Not sure what a Romería is? Wikipedia describes it very well here:-
A romería (Spanish) or romaria (Portuguese) is a religious pilgrimage. The term comes from romero/romeiro, meaning those travelling towards Rome. It is a Catholic celebration that consists of a trip or peregrination (in cars, floats, on horseback or on foot) that ends at a sanctuary or hermitage.
Romería in Pinos del Valle
During the month of May, at least two Romerías are held in the Lecrín Valley. In Pinos del Valle the Romería in honour of the Cristo del Zapato (Christ of the Shoe) commenced on Sunday 28th. April when the villagers brought the image of Christ down from its hermitage to the church in the Upper Neighbourhood. Festivities started on 1st. May, when everyone dressed in their flamenco outfits followed a Romería of carts through the village, ending up sharing a huge paella. The next evening the Christ was moved to the church in the Lower Neighbourhood where the day ended with a firework display. On 3rd. May, after a solemn church service, the Cristo del Zapato is carried round the village once more before returning to the hermitage.
Built in 1925 the hermitage sits high on the Chinchirina Hill, above Pinos del Valle with views all over the Valley and down towards the Costa Tropical. Legend has it that a shepherd found a painting of the Cristo del Zapato on the site of the present hermitage. He took it down to the church in the village for safekeeping but next day it was back on the hill again. After this happened three times, it was decided that that was where the Christ wished a sanctuary should be built. Whatever your beliefs, the walk up to the hermitage is well worth the effort.
Romería in Restábal
In Restábal, coinciding with the feast of Our Lady of Fatima, the Romería begins on 11th. May. Youngsters from the village carry the image of the Virgen del Cerro, or Virgen de Fatima, down to the church of San Cristobal. There she waits until 19th. May when, accompanied by festively, adorned carts and flamenco song, the villagers take her through the streets and up to the Cerro del Calvario, back to her hermitage.
The celebrations begin once the Virgin is reinstated in her shrine, where she will preside over the village and the surrounding countryside for another year. People set up awnings with tables and chairs where they enjoy their picnics in the shade. At the same time, another large paella, often for up to 400 people, is prepared. All through the day, they celebrate with song, dance and music. Fun and games for the children, include a bouncy castle and a mechanical bull. A traditional firework display marks the end of the holiday.
The present day hermitage was built in 1999 on the Cerro del Calvario thanks to donations made locally. Dominating great part of the Lecrín Valley,´the shrine is a place of daily pilgrimage for many from Restábal and the surrounding villages.

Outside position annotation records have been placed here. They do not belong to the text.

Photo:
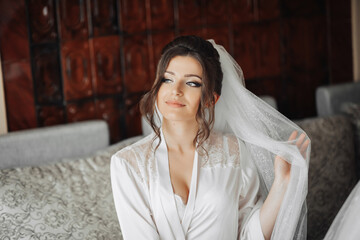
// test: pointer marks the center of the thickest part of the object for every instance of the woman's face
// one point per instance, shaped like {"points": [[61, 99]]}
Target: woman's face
{"points": [[179, 95]]}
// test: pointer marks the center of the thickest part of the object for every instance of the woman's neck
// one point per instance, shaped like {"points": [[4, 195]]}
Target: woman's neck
{"points": [[180, 135]]}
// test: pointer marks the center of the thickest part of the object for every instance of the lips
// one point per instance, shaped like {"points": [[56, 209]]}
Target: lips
{"points": [[175, 104]]}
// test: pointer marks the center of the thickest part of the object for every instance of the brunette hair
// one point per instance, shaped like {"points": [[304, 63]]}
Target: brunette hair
{"points": [[204, 52]]}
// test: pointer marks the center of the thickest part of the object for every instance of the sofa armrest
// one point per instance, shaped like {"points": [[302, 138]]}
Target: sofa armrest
{"points": [[50, 144], [329, 99]]}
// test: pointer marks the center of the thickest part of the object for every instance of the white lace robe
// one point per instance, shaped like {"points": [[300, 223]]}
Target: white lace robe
{"points": [[223, 202]]}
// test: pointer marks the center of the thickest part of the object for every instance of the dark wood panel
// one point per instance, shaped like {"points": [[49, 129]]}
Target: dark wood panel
{"points": [[51, 115], [268, 9], [105, 54], [304, 8], [109, 110], [216, 12], [305, 46], [19, 96], [80, 111], [244, 11], [46, 72], [133, 116], [162, 14], [73, 19], [340, 41], [257, 49], [76, 70], [190, 13], [42, 20], [158, 43], [137, 64], [14, 45], [104, 17], [133, 15]]}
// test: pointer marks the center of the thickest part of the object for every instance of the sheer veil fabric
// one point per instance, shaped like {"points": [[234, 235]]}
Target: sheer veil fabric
{"points": [[265, 132]]}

As you can see, a Romería is many things, all rolled into one. A religious feast most definitely, however, no religious feast in Spain is just that. It’s a celebration of beliefs, customs and a love of life. What’s more both these romerias are jolly good exercise, with the climb up and down from the hermitages and the dancing too! If you ever get the chance to join in, you’ll be most welcome and won’t regret it, I’m sure.